O terceiro elemento, talvez o mais respeitado pela opinião pública
atualmente, mas mesmo assim ignorado por muitos, é o parecer da instituição.
Como em todas as áreas de conhecimento, as artes também têm sua
instituição oficial, composta por um leque amplo de frentes que incluem
museus, galerias, críticos de arte, acadêmicos em geral (teóricos,
historiadores, sociólogos, antropólogos, filósofos), colecionadores, curadores
etc. É uma categoria formada por pensadores com bagagem profunda, que
vão se dedicar a pensar a arte em suas diferentes formas. Se a instituição
endossa algo como arte, novamente não é seu gosto que vai derrubar isso.
O último elemento, e o mais precioso e moderno de todos, é o poder do
espectador de poder transformar qualquer coisa em arte a partir de sua
disponibilidade de estabelecer uma relação estética com ela, mesmo que por
alguns segundos. A partir do mictório de Elsa, ou das cadeiras de Kosuth, por
exemplo, cada vez que vemos objetos similares no dia a dia, mesmo que no
banheiro do trabalho, somos resgatados das nossas inércias mentais para
termos um momento de reflexão estética. Considerando que toda estética é
política, olhar para uma cadeira no restaurante e pensar que poderia ser uma
obra de arte já é uma micro revolução da ordem vigente.
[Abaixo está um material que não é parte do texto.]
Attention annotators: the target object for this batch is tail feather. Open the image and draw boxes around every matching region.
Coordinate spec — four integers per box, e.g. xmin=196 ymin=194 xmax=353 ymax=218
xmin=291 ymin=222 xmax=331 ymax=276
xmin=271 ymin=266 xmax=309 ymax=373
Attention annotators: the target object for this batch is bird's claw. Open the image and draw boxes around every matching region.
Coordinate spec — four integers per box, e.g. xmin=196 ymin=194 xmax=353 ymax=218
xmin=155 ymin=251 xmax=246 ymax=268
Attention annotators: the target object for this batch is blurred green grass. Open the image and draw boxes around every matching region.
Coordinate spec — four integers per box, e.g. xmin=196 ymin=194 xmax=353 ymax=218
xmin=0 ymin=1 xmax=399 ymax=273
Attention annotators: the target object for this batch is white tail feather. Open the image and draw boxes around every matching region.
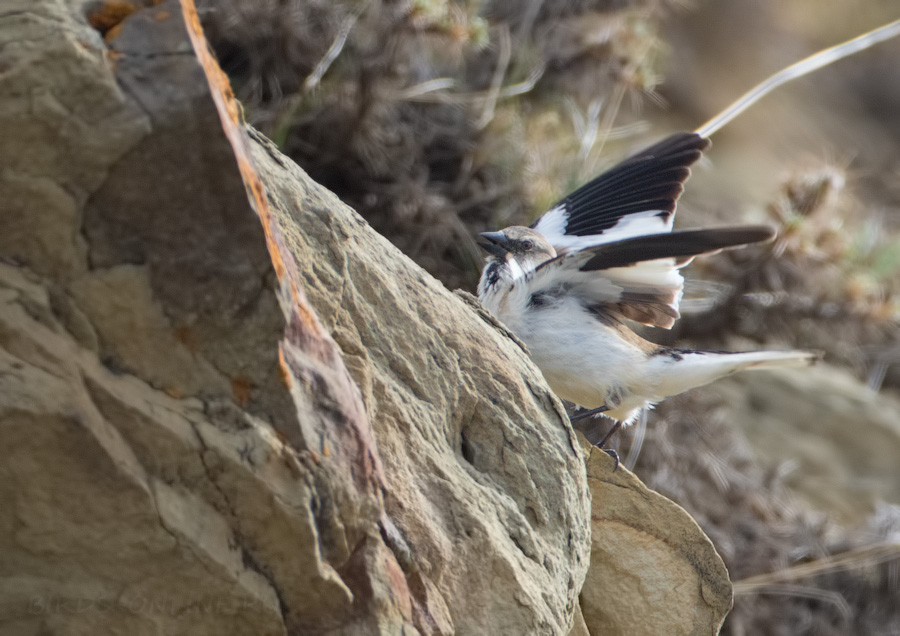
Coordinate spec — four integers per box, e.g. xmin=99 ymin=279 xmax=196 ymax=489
xmin=654 ymin=351 xmax=819 ymax=398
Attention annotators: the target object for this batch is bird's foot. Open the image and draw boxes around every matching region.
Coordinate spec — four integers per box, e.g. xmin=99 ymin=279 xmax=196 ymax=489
xmin=600 ymin=448 xmax=619 ymax=472
xmin=597 ymin=421 xmax=622 ymax=472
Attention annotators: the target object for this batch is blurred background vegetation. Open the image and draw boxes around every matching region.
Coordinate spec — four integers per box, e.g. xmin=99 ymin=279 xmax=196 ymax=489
xmin=198 ymin=0 xmax=900 ymax=635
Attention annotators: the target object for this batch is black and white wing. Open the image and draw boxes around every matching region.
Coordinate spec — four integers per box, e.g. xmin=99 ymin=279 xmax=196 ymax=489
xmin=527 ymin=225 xmax=774 ymax=329
xmin=531 ymin=133 xmax=709 ymax=251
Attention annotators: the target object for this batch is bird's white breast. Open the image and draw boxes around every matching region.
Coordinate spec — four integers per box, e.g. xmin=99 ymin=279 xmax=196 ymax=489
xmin=497 ymin=290 xmax=646 ymax=408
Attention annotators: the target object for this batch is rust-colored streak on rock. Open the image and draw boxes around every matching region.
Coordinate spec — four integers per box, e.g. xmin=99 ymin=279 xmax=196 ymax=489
xmin=87 ymin=0 xmax=141 ymax=34
xmin=181 ymin=0 xmax=383 ymax=491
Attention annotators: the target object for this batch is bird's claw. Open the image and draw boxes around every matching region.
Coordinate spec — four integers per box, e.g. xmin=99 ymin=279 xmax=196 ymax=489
xmin=600 ymin=448 xmax=619 ymax=472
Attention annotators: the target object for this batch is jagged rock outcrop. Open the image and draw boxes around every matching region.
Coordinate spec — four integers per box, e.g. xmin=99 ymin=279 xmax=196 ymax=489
xmin=0 ymin=0 xmax=730 ymax=635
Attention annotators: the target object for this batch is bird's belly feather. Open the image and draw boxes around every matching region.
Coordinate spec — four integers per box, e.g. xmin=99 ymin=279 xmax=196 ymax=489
xmin=511 ymin=303 xmax=645 ymax=410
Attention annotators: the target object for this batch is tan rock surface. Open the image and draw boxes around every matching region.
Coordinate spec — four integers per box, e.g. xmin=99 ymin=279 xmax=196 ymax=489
xmin=0 ymin=0 xmax=589 ymax=634
xmin=709 ymin=365 xmax=900 ymax=525
xmin=581 ymin=447 xmax=732 ymax=636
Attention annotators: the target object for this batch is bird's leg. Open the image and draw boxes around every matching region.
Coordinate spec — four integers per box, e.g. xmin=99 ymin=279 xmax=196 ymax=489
xmin=597 ymin=420 xmax=622 ymax=472
xmin=569 ymin=406 xmax=609 ymax=423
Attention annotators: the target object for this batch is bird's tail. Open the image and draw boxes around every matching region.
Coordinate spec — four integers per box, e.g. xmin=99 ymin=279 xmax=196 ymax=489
xmin=657 ymin=349 xmax=821 ymax=397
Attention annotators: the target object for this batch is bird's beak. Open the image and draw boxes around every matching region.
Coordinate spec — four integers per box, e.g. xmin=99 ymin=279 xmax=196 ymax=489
xmin=479 ymin=232 xmax=509 ymax=256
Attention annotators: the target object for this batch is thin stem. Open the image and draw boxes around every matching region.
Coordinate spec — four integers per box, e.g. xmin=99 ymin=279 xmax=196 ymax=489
xmin=694 ymin=20 xmax=900 ymax=137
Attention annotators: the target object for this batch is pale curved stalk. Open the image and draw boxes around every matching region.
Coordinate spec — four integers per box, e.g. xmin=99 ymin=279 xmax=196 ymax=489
xmin=694 ymin=20 xmax=900 ymax=137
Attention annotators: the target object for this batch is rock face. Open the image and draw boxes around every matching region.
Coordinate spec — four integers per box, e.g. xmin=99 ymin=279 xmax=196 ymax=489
xmin=0 ymin=0 xmax=730 ymax=635
xmin=710 ymin=365 xmax=900 ymax=527
xmin=581 ymin=445 xmax=732 ymax=636
xmin=0 ymin=0 xmax=589 ymax=634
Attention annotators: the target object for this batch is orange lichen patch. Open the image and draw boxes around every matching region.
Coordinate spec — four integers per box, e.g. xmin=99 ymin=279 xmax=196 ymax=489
xmin=103 ymin=22 xmax=122 ymax=43
xmin=87 ymin=0 xmax=141 ymax=35
xmin=174 ymin=325 xmax=200 ymax=353
xmin=291 ymin=292 xmax=325 ymax=339
xmin=231 ymin=376 xmax=253 ymax=406
xmin=278 ymin=347 xmax=293 ymax=389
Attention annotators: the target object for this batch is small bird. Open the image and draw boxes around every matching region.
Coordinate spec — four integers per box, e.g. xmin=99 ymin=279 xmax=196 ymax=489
xmin=478 ymin=133 xmax=817 ymax=448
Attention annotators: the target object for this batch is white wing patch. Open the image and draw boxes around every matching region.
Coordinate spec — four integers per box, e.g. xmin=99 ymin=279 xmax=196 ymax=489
xmin=534 ymin=204 xmax=674 ymax=251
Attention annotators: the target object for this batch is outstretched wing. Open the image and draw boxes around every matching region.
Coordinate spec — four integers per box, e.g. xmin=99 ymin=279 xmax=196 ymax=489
xmin=531 ymin=133 xmax=710 ymax=251
xmin=528 ymin=225 xmax=774 ymax=329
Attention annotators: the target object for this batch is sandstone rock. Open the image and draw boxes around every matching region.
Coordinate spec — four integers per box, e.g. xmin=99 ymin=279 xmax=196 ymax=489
xmin=709 ymin=365 xmax=900 ymax=526
xmin=0 ymin=0 xmax=589 ymax=635
xmin=581 ymin=446 xmax=732 ymax=636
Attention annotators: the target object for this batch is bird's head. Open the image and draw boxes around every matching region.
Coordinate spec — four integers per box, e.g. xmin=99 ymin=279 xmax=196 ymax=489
xmin=480 ymin=225 xmax=556 ymax=273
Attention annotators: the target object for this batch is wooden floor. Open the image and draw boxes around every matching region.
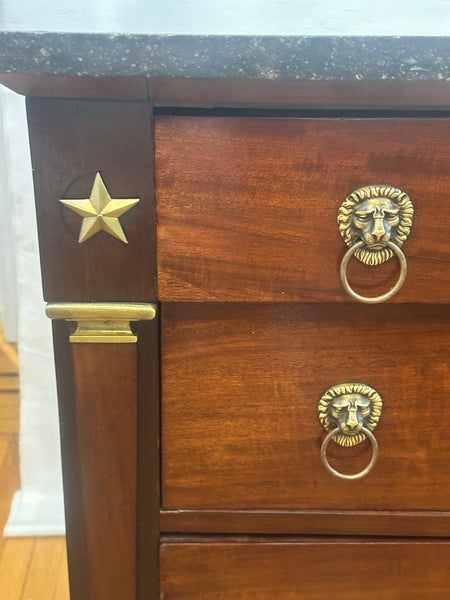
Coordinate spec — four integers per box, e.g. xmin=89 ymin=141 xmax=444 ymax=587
xmin=0 ymin=329 xmax=69 ymax=600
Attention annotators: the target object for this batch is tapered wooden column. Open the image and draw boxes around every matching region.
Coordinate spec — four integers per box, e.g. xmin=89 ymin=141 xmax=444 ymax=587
xmin=47 ymin=304 xmax=155 ymax=600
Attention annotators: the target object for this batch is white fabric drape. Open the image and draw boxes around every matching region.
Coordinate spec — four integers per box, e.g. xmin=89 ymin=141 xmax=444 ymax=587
xmin=0 ymin=86 xmax=64 ymax=536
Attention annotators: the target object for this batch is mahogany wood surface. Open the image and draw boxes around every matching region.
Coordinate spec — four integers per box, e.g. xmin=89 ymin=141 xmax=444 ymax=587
xmin=55 ymin=323 xmax=137 ymax=600
xmin=136 ymin=319 xmax=160 ymax=600
xmin=0 ymin=73 xmax=450 ymax=110
xmin=161 ymin=539 xmax=450 ymax=600
xmin=155 ymin=116 xmax=450 ymax=303
xmin=161 ymin=303 xmax=450 ymax=511
xmin=28 ymin=99 xmax=155 ymax=302
xmin=161 ymin=510 xmax=450 ymax=537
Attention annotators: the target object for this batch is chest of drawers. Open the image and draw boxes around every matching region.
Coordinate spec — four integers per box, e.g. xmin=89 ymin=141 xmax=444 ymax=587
xmin=2 ymin=32 xmax=450 ymax=600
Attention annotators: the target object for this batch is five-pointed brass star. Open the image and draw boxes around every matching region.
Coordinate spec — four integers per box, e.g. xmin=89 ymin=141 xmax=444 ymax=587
xmin=60 ymin=173 xmax=139 ymax=244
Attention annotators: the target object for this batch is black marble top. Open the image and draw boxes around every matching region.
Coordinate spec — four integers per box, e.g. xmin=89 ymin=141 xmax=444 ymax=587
xmin=0 ymin=31 xmax=450 ymax=80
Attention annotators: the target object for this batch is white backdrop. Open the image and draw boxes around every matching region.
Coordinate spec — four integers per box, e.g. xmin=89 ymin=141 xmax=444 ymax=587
xmin=0 ymin=86 xmax=64 ymax=536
A arte tradicional que alguns reivindicam, aquela que tem que ser bela,
que tem que ser exposta entre quatro paredes com alarmes de segurança,
aquela que custa caro, exclui formas contemporâneas de se produzir e viver,
além de ignorar a conjuntura do momento. Se observamos o caos mundial se
instaurar, com tanta violência, tragédia e injustiça, que desserviço seria se a
arte funcionasse na lógica clássica, anestesiando pela contemplação e não
oferecendo nada à reflexão crítica. Que triste seria uma arte pautada pela
cópia da verdade, sem inventar ficções possíveis, sem fantasiar, sem
incomodar. Não há nada que não possa ser arte; tudo pode. E de todas as
possibilidades existentes, que são infinitas, até o momento desprezo apenas
uma: a arte obediente.

*Raisa Pina é jornalista e pesquisadora em arte, cultura e política, doutoranda


em História da Arte pela Universidade de Brasília.